Das Magazin, Nr. 22, 6.6.2003
"Freitagnacht im Mittelland"
Was tun, wenn man jung ist, ein Landei und man trotzdem Spass haben will, so fragt Guido Mingels, und entführt uns in den Kanton Solothurn. Weiter nicht schlimm, nicht mal das 'Landei' stört mich sonderlich, auch nicht, dass er verschweigt, dass in einem Grossteil der Schweiz eine Freitagnacht für Jugendliche so aussieht, wie er sie beschreibt.
Die herabschauende Art aber, in der Guido über Solothurn schreibt, könnte einen zu einer unkontrollierten Affekthandlung bewegen. Doch ich habe meinen diesbezüglichen Instinkt gezähmt, zu lange schon bin ich mir die Berieselung durch den Alltragsrassismus Züricher Art gewöhnt.
Deshalb hier nur einige Passagen aus Guidos Artikel - und die Möglichkeit, Guido eine Postkarte zu schicken.
Solothurner Mittelland: Nirgends ist die Schweiz unauffälliger. Eine Gegend ohne Eigenschaften. Es gibt weder Berge noch Städte, weder Kleinbauern noch Grossindustrie, weder Politik noch Schlagzeilen, weder Schönheit noch Hässlichkeit. Alle anderen haben irgendetwas: Die Alpenkantone sind urchig, die Innerschweiz ist störrisch, die Ostschweiz vulgär, die Westschweiz weit weg. Sogar der Aargau wird immerhin gehasst. Aber Solothurn? Hier wird alles Kantige flach geschliffen, selbst in der Sprache, wo ein butterweicher Zungenschlag alle Ts zu Ds glättet. Soledurn. Midduland. Und durch alles hindurch zieht sich das Asphaltband der A1 wie ein grosser Zensurbalken über die Landkarte: bitte ignorieren. Bitte weiterfahren.

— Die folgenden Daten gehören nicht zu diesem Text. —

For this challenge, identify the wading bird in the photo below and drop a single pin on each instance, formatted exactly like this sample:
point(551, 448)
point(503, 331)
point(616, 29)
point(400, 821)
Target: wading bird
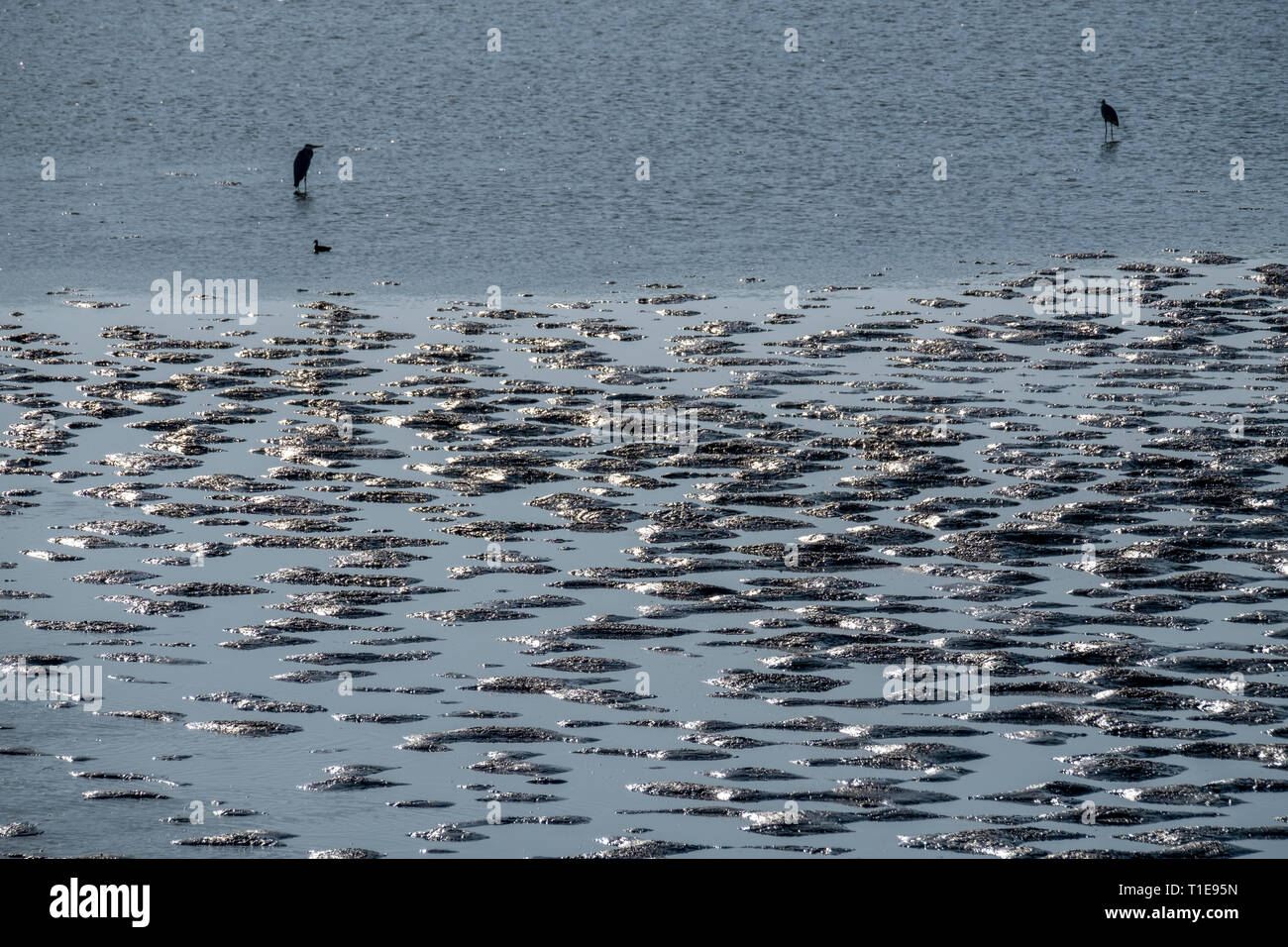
point(1107, 114)
point(301, 166)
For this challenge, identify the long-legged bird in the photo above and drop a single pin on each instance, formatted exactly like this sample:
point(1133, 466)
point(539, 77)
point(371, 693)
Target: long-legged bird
point(301, 166)
point(1107, 114)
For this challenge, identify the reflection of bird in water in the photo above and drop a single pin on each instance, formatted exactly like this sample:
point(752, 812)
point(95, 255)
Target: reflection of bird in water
point(1107, 114)
point(301, 166)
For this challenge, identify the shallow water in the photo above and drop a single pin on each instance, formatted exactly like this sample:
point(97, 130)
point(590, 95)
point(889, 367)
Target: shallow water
point(518, 169)
point(939, 459)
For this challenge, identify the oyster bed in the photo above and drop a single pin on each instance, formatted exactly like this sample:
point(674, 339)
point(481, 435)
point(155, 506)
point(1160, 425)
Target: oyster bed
point(374, 583)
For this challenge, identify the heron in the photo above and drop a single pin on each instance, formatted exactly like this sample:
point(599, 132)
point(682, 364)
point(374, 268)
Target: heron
point(1107, 114)
point(301, 166)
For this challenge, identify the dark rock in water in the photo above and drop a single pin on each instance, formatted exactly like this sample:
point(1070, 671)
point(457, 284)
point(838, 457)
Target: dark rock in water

Vorbei auch an all den KMUs, die Motorspritzentechnik, Elektroinstallationen oder Kachelöfen anbieten. Denn hier ist alles KMU: klein, mittelständisch, unternehmerisch. Dann, endlich, kommt die Autobahn. Links geht es nach Bern und Genf, rechts nach Zürich, Basel, Gotthard. Das wäre doch ein Ausweg, denkt man, man könnte doch jederzeit weg. Gib Gas, Mägi. Auch wenn das Glück nur bis zur nächsten Ausfahrt dauert.
Ins Bernische fahren sie quasi nie zum abfuere. Bern sei irgendwie eine andere Welt, findet Tömu. Komisch eigentlich. Koppigen zum Beispiel liegt ja gerade hinter Tömus Heimatdorf Recherswil, aber trotzdem ist dort alles ganz anders. "Wir sind halt Solothurner und nicht Berner", sagt Tömu. In die Stadt gehen sie auch nie. Die Stadt, das bedeutet hier: Solothurn. Dort läuft nichts. Nie.
"am zähni z'deitige vor dr halle, bis dänn!"
Kleiner Lapsus bei der Transkription, Guido: wir sagen "denn", nicht "dänn". Und eigentlich heisst es auch "Haue" und nicht "Halle". Aber sonst: alles sehr solide und bodenständig. Respekt!